A project is a folder that contains an anaconda-project.yml configuration file together with scripts, notebooks and other files.

You can make any folder into a project by adding a configuration file named anaconda-project.yml to the folder. The configuration file can include the following sections:

  • commands
  • variables
  • services
  • downloads
  • packages or dependencies
  • channels
  • env_specs

Data scientists use projects to encapsulate data science projects and make them easily portable. A project is usually compressed into a .tar.bz2 file for sharing and storing.

Anaconda Project automates setup steps, so that data scientists that you share projects with can run your project with a single command—anaconda-project run.

Configuration files

Projects are affected by 3 configuration files:

  • anaconda-project.yml—Contains information about a project to be shared across users and machines. If you use source control, put anaconda-project.yml into your system.
  • anaconda-project-local.yml—Contains your local configuration state, which you do not want to share with others. Put this file into .gitignore, .svnignore or the equivalent in your source control system.
  • anaconda-project-lock.yml—Optional. Contains information needed to lock your package dependencies at specific versions. Put this file into source control along with anaconda-project.yml. For more information on anaconda-project-lock.yml, see Reference.
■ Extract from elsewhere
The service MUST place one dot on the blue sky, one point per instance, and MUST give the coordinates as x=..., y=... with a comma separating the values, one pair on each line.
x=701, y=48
To modify these files, use Project commands, Anaconda Navigator, or any text editor.

Environment variables

Anything in the “variables” section of an anaconda-project.yml file is considered to be an environment variable needed by your project.

EXAMPLE: The variables section of an anaconda-project.yml file that specifies 2 variables:

variables:
  - AMAZON_EC2_USERNAME
  - AMAZON_EC2_PASSWORD

When a user runs your project, Project asks them for values to assign to these variables.

In your script, you can use os.getenv() to obtain these variables. This is a much better option than hardcoding passwords into your script, which can be a security risk.

Comparing Project to conda env and environment.yml

Project has similar functionality to the conda env command and the environment.yml file, but it may be more convenient. The advantage of Project for environment handling is that it performs conda operations and records them in a configuration file for reproducibility, all in one step.

EXAMPLE: The following command uses conda to install Bokeh and adds bokeh=0.11 to an environment spec in anaconda-project.yml:

anaconda-project add-packages bokeh=0.11

The effect is comparable to adding the environment spec to environment.yml. In this way, the state of your current conda environment and your configuration to be shared with others will not get out of sync.

Project also automatically sets up environments for other users when they type anaconda-project run on their machines. They do not have to separately create, update or activate environments before they run the code. This may be especially useful when you change the required dependencies. With conda env, users may forget to rerun it and update their packages, while anaconda-project run automatically adds missing packages every time.

In addition to creating environments, Project can perform other kinds of setup, such as adding data files and running a database server. In that sense, it is a superset of conda env.